Sehte, Emma Henriette Bertha Sophie

Bertha Sethe an Ernst Haeckel, Berlin, 30. November 1859

Berlin 30/11 59.

Mein lieber Ernst!

Über meinem Schreiben an Dich scheint ein ganz besondrer Unstern zu walten, doch will ich mit dem Herzählen der Schwierigkeiten usw. nicht den mir so schon knapp gemessenen Raum und Zeit hinlängen. Ich freue mich von ganzer Seele all des Schönen und Herrlichen was Du auf Deiner Reise genießt, wo so Natur und Kunst Hand in Hand gehn, dazu die Wissenschaft sich noch gesellt, da kann es ja nur ein gewaltiger, ein voller Eindruck [sein], der für Zeit und Ewigkeit sich der Seele bemächtigt.

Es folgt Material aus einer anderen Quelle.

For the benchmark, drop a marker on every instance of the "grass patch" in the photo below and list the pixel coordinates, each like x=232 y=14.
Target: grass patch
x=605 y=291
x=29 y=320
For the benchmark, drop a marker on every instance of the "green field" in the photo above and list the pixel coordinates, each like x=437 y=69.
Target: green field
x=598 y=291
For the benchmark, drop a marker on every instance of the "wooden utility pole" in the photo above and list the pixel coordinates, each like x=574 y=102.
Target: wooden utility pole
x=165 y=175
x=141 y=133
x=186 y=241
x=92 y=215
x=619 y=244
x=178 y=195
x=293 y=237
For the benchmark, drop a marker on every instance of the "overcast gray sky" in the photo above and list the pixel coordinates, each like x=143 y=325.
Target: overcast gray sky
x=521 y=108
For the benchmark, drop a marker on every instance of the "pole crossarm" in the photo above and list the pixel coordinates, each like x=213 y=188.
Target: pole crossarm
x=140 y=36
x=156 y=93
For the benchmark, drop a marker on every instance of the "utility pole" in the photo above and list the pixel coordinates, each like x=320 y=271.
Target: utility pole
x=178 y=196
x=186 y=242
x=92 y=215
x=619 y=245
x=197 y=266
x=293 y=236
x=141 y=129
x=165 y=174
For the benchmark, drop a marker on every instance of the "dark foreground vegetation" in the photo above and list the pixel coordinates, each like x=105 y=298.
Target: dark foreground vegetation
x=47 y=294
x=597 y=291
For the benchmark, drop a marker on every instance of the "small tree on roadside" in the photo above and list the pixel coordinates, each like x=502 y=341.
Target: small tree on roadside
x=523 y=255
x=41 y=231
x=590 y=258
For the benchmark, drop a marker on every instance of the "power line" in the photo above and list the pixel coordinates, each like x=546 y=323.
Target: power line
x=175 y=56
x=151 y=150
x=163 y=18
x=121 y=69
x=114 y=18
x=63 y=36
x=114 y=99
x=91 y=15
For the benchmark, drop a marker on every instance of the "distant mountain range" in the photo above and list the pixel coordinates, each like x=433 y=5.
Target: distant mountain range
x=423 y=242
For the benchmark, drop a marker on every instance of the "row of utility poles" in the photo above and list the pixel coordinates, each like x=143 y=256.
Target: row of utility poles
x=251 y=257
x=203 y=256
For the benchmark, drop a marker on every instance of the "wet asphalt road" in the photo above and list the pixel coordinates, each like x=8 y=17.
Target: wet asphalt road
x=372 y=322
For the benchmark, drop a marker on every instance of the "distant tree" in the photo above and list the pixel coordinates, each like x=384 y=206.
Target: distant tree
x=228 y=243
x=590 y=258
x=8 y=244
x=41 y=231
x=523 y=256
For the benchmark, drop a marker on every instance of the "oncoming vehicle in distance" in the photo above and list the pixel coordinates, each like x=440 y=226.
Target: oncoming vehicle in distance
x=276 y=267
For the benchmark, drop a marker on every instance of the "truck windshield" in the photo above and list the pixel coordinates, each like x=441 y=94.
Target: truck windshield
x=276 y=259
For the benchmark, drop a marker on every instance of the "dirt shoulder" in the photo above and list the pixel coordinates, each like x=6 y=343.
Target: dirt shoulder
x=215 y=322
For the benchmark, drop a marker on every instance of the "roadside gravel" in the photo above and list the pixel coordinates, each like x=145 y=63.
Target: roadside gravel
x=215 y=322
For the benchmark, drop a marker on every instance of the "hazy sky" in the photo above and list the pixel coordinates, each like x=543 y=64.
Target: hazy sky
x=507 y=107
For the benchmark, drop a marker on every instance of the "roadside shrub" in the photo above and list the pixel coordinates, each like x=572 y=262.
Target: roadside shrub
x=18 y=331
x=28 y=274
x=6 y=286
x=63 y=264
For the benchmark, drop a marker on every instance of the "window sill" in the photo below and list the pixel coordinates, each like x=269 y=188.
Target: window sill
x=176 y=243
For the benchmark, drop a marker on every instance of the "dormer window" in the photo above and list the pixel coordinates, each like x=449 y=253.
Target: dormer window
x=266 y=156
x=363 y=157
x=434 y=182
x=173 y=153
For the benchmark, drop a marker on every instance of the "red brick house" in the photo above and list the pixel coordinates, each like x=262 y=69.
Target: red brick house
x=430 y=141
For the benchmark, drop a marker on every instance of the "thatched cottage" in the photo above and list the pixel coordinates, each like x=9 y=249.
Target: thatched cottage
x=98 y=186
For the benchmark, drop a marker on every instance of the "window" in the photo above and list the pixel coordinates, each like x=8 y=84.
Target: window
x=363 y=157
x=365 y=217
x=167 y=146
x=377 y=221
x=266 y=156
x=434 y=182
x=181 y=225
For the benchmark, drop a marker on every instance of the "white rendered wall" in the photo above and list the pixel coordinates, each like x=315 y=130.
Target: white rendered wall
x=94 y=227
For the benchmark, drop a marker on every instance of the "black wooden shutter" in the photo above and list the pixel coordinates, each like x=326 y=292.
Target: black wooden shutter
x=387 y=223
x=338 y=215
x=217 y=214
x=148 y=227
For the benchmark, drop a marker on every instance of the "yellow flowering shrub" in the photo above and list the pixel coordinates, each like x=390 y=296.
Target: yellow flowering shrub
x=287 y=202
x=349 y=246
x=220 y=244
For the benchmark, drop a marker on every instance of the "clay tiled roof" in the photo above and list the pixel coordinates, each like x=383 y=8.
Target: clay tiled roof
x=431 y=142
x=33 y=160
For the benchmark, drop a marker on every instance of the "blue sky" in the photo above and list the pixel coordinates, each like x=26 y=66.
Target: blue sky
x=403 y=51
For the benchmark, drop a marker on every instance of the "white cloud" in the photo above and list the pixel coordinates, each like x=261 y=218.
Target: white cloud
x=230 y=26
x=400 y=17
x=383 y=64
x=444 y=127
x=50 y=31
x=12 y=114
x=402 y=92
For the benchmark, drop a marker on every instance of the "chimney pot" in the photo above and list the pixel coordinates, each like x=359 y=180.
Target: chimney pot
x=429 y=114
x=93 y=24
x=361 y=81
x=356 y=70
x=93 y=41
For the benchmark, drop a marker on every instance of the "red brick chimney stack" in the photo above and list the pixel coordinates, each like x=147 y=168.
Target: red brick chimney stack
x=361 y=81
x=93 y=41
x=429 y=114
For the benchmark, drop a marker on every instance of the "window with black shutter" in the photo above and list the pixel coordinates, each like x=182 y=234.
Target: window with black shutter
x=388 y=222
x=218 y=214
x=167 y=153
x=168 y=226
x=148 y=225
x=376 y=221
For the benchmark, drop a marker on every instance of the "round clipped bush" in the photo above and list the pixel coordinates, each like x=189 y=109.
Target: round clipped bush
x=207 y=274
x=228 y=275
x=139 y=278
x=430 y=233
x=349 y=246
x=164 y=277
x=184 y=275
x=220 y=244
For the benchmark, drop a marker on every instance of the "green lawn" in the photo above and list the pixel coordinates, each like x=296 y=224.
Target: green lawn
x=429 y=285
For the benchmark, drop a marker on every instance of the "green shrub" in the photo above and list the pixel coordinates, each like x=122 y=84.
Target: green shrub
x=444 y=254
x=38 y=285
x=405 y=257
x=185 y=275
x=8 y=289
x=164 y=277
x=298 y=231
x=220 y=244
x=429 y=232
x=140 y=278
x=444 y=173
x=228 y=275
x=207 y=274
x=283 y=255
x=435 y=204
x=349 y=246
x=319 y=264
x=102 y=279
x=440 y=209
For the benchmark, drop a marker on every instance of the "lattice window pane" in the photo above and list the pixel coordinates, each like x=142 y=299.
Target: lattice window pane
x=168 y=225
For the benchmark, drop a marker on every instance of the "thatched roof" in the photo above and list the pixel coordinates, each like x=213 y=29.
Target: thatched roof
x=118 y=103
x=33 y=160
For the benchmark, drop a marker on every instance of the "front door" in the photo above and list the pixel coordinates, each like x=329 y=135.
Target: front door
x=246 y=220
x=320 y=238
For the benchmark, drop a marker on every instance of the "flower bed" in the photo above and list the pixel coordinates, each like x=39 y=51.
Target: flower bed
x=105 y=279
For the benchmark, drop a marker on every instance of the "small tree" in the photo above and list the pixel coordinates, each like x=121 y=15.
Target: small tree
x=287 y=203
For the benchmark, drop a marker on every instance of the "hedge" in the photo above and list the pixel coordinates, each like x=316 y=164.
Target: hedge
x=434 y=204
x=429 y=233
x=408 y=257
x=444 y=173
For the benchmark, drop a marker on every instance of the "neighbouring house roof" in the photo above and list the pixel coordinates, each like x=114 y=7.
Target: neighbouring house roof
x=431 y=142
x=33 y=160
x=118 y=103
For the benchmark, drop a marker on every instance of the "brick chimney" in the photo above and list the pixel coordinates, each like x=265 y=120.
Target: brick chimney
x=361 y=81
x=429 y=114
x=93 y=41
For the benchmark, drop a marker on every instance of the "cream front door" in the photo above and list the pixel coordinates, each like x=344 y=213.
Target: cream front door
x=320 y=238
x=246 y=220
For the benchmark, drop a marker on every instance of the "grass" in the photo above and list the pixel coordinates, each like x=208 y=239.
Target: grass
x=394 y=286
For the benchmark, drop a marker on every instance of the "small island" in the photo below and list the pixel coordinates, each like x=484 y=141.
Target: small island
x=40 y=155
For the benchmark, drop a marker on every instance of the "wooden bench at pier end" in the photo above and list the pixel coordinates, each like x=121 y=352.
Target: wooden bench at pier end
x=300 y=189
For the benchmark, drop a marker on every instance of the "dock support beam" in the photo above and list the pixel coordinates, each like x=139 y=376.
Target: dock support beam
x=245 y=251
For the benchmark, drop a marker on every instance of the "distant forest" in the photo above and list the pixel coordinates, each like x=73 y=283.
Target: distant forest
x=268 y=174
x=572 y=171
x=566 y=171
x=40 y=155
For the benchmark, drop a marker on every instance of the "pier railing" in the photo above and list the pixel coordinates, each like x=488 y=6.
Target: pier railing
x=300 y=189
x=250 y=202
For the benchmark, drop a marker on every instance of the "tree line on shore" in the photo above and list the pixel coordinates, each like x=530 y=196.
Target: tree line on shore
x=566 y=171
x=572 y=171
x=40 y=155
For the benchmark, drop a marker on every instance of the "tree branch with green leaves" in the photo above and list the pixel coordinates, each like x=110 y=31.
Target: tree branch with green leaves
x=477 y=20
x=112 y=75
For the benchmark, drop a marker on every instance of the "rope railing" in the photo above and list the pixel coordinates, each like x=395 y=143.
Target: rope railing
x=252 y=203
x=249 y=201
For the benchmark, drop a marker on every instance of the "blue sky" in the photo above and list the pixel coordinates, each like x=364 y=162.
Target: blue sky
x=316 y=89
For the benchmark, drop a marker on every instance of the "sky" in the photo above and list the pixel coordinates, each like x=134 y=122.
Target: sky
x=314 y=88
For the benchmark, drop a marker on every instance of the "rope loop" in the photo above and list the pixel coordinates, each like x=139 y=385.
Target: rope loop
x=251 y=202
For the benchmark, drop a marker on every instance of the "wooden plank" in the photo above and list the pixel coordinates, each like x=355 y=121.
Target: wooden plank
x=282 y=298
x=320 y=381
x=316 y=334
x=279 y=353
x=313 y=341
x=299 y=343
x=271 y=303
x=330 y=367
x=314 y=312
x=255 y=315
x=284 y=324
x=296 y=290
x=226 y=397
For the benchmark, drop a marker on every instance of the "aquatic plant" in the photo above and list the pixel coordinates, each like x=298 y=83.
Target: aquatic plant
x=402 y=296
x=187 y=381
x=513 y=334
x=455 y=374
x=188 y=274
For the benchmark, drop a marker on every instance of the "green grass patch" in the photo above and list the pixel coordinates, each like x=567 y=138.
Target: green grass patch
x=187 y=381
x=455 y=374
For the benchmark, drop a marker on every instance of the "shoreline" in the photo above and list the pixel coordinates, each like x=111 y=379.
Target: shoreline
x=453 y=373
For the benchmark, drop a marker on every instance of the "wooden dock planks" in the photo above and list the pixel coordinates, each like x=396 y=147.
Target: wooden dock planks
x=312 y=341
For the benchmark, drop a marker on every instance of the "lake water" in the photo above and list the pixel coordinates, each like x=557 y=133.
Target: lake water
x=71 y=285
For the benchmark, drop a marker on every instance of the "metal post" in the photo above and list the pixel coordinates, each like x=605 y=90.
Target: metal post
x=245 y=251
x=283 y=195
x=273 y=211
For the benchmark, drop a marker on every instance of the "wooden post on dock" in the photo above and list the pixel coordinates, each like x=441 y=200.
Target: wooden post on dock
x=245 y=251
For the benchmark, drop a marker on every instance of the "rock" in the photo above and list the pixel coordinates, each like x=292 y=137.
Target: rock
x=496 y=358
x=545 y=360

Und wird es doch auch Dir sein, und muß es sein, bei so lebendigem vollem Gefühl für Alles, was sich Dir bietet. Es ist doch eine große Lücke, für den der sich nicht in seinem Leben gibt, es ist da noch viel schwerer von sich selbst loszukommen. Ich habe das in gewissem Maaße voll und wahr bei meinem Aufenthalte in Potsdam empfunden, was doch diese Reise oder vielmehr dieser Ausflug, eine nicht mehr gehoffte Freude, der ich schon ganz entsagt || hatte; es war ein voller warmer Hauch, der mich aus Gottes feiner Natur anhauchte, ich wurde mir dessen, was Leben ist, in einem ganz andern und hohen Sinne bewußt. ‒

Ich habe diesen Winter über Marie aus Potsdam bei mir, was mir eine große Freude, sie ist klug und lebendig, und für Alles Edle und Große tief empfindend, das ist doch etwas köstliches, wenn uns das so sichtlich entgegentritt! ‒ Mit Theodor leben wir auch recht gemüthlich und nett zusammen, wir lesen jetzt die Reise des Grafen Görtz zusammen, die uns sehr anzieht und fesselt, und müssen dabei so oft an Dich denken, wie auch Du jetzt umherschwärst, und im Vollgenuß alles Schönen und Herrlichen lebst. ‒ Aus Bonn haben wie eigentlich recht gute Nachrichten, das Kleine scheint auf Maries Zustand einen bedeutenden Einfluß a auszuüben. Wilhelm arbeitet fleißig für den Gouverneur, mit dem er wahrscheinlich wohl im Januar oder Februar nach der Capstadt zurückkehren wird, doch ist darüber noch nichts fest be-||stimmt. ‒ Philipp schwimmt auf dem Meer, wo er in Buenos Aires anfangen wird, ist noch ungewiß. ‒ Deiner Mutter geht es noch immer nicht gut; Quinke versichert mich aber immer, daß es so wie es jetzt sei nichts Bedenkliches wäre; er glaubt, wenn sie täglich noch ein Mal wird gebraucht haben, soll es gut mit ihr sein. ‒ Du weißt ja, daß ihre Stimmung immer sehr abhängig von ihrem körperlichen Befinden ist, und so hat wohl Deine Anna, es nicht leicht in mancher Beziehung mit ihr. Hermine ist jetzt zu ihrer Hilfe dort, es ist der Mutter aber so schwer beizukommen. Ich glaube immer, wenn sie ihren Ernst erst wieder hier hat, dann wird das sie elektrisiren. Ich sehe sie ja leider sehr wenig, was mir sehr schmerzlich ist; Quinke will aber, daß ich mich diesen Winter noch ganz b so halte, wie sonst, und das sind das nur immer seltene Ausnahmen gewesen, wenn ich zur Mutter mich hinauftragen lassen durfte. Alles ist ja jetzt für mich neu, und ich habe immer recht mit mir zu kämpfen, daß ich mich nicht gar zu sehr an meine Geschwister „anknüpfen“ lasse. Als ich zuerst wieder in Eure Wohnung kam, wie mächtig er-||griff mich da Alles! was lag nicht Alles dazwischen, in der Zeit, die nun hinter mir liegt. Mir steht immer die Vergangenheit so lebendig vor der Seele, daß ich tüchtig an mir zu arbeiten habe, um mich in die Gegenwart hineinzuleben, ich fühle nur c zu gut, daß ich fremd darin geworden bin, und es alles anders geworden ist, und doch muß ich mich ihm anpassen, wenn ich überhaupt noch „leben“ will!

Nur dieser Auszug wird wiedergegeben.